Read our submission, written by Eric Crampton, to the Associate Minister of Health and the Health Select Committee on the Smokefree Environments and Regulated Products (Vaping) Amendment Bill.
The Initiative has, over the past several years, undertaken research into tobacco harm reduction policies. That research includes Smoke and Vapour: The changing world of tobacco harm reduction (2018) and The Health of the State (2016). We have maintained a watching brief in this policy area and regularly provide public commentary on policy developments.
In summary:
- We support the premise and purpose of the Bill. There needs to be a regulatory framework for vaping that is fit for purpose, that recognises the harm reduction when smokers switch to reduced-harm alternatives, and that enables as many people as possible to make that switch. We have two broad concerns with the legislation, one substantive and one procedural. In response to those concerns, we suggest improvements to the legislation to enable more people to switch from smoking to vaping. We also recommend that a second round of submissions should be allowed after the Alert Level 4 lockdown has ended, as well as revised reporting dates on the Bill.
- On the substantive matters, we support the Bill’s pre-notification regime for product ingredients. But we are seriously concerned that measures taken to restrict vaping in public places and in business premises, to restrict advertising of reduced harm alternatives to smoking, to restrict the promotion of reduced-harm alternatives to smoking and to limit the sales of some vaping products to specialist retailers will work to reduce the number of smokers who switch to vaping. The legislation weighs too heavily the risk of non-smokers taking up vaping relative to the benefits of smokers shifting to vaping. The evidence to date, from a period in which vaping has been largely unregulated, is not consistent with any substantial uptake of vaping from non-smokers. There is no ‘gateway’ path from vaping to smoking.

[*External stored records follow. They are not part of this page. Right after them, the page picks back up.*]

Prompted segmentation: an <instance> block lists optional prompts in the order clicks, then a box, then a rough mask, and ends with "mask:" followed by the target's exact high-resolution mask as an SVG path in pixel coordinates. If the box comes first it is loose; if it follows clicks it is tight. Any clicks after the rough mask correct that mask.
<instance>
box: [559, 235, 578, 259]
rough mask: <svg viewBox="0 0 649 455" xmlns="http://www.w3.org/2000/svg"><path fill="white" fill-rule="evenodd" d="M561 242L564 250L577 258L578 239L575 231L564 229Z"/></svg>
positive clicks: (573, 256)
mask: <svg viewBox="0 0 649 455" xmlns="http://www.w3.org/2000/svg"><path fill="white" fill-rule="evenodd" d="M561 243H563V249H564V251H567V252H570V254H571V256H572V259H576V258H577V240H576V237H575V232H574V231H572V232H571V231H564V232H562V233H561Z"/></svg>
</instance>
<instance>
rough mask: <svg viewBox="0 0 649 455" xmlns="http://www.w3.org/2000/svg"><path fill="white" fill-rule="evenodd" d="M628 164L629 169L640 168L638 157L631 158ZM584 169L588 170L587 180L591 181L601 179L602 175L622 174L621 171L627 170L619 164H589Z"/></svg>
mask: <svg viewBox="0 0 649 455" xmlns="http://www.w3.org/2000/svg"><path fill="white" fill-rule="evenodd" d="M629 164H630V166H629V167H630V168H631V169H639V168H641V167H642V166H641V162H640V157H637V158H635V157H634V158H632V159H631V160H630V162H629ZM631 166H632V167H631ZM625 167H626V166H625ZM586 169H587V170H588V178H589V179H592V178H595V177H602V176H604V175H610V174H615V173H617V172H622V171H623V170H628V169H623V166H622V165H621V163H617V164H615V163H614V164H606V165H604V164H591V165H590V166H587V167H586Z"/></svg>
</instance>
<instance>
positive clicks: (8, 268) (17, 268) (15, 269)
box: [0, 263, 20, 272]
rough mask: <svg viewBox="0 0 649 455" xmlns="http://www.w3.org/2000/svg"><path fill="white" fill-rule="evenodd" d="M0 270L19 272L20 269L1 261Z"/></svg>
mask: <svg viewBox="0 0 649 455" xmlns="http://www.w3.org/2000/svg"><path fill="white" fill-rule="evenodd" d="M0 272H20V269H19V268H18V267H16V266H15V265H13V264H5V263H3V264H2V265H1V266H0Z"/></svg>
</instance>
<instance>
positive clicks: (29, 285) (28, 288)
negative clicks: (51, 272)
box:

- Procedurally, we urge that the House extend the deadline by which the Select Committee reports back to Parliament. This legislation is important, but it is not urgent. Members of the Health Select Committee have more pressing pandemic-related business over the coming month. Ministry officials charged with drafting revisions to the legislation and with examining submissions have more pressing pandemic-related business to attend to over the coming month. Equally important, setting a deadline for submissions that falls within the period of a Level 4 lockdown will substantially affect the ability of many vapers to engage with the submission process. Pushing out the reporting deadline will enable the Committee to extend the submission deadline.